Poker Bot Battles Humans to a Draw

NBC: A poker showdown between professional players and an artificial intelligence program has ended with a slim victory for the humans — so slim, in fact, that the scientists running the show said it’s effectively a tie .The event began two weeks ago, as the four pros — Bjorn Li, Doug Polk, Dong Kim and Jason Les — settled down at Rivers Casino in Pittsburgh to play a total of 80,000 hands of Heads-Up, No-Limit Texas Hold ’em with Claudico, a poker-playing bot made by Carnegie Mellon University computer science researchers.

…No actual money was being bet — the dollar amount was more of a running scoreboard, and at the end the humans were up a total of $732,713 (they will share a $100,000 purse based on their virtual winnings). That sounds like a lot, but over 80,000 hands and $170 million of virtual money being bet, three-quarters of a million bucks is pretty much a rounding error, the experimenters said, and can’t be considered a statistically significant victory.

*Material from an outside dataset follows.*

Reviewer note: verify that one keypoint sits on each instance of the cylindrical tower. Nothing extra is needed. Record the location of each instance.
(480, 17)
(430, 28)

The computer bluffed and bet against the best poker players the world has ever known and over 80,000 hands the humans were not able to discover an exploitable flaw in the computer’s strategy. Thus, a significant win for the computer. Moreover, the computers will get better at a faster pace than the humans.

In my post on opaque intelligence I said that algorithms were becoming so sophisticated that we humans can’t really understand what they are doing, quipping that “any sufficiently advanced logic is indistinguishable from stupidity.” We see hints of that here:

“There are spots where it plays well and others where I just don’t understand it,” Polk said in a Carnegie Mellon news release….”Betting $19,000 to win a $700 pot just isn’t something that a person would do,” Polk continued.

Polk’s careful wording–he doesn’t say the computer’s strategy was wrong but that it was inhuman and beyond his understanding–is a telling indicator of respect.

Comments

”Betting $19,000 to win a $700 pot just isn’t something that a person would do." If it's a strategy it is a very bad one. First, the risk reward ratio is off the chart. If another player was sandbagging a superior hand, the loss would have been monumental. The other problem is that although the program cannot exhibit physical tells, this would lead other players to recognize its betting pattern; baiting it into that situation then pouncing would be the way to win the game. The TV show, Person of Interest, with its scene where the computer is forced into a game of chicken is an apt analogy.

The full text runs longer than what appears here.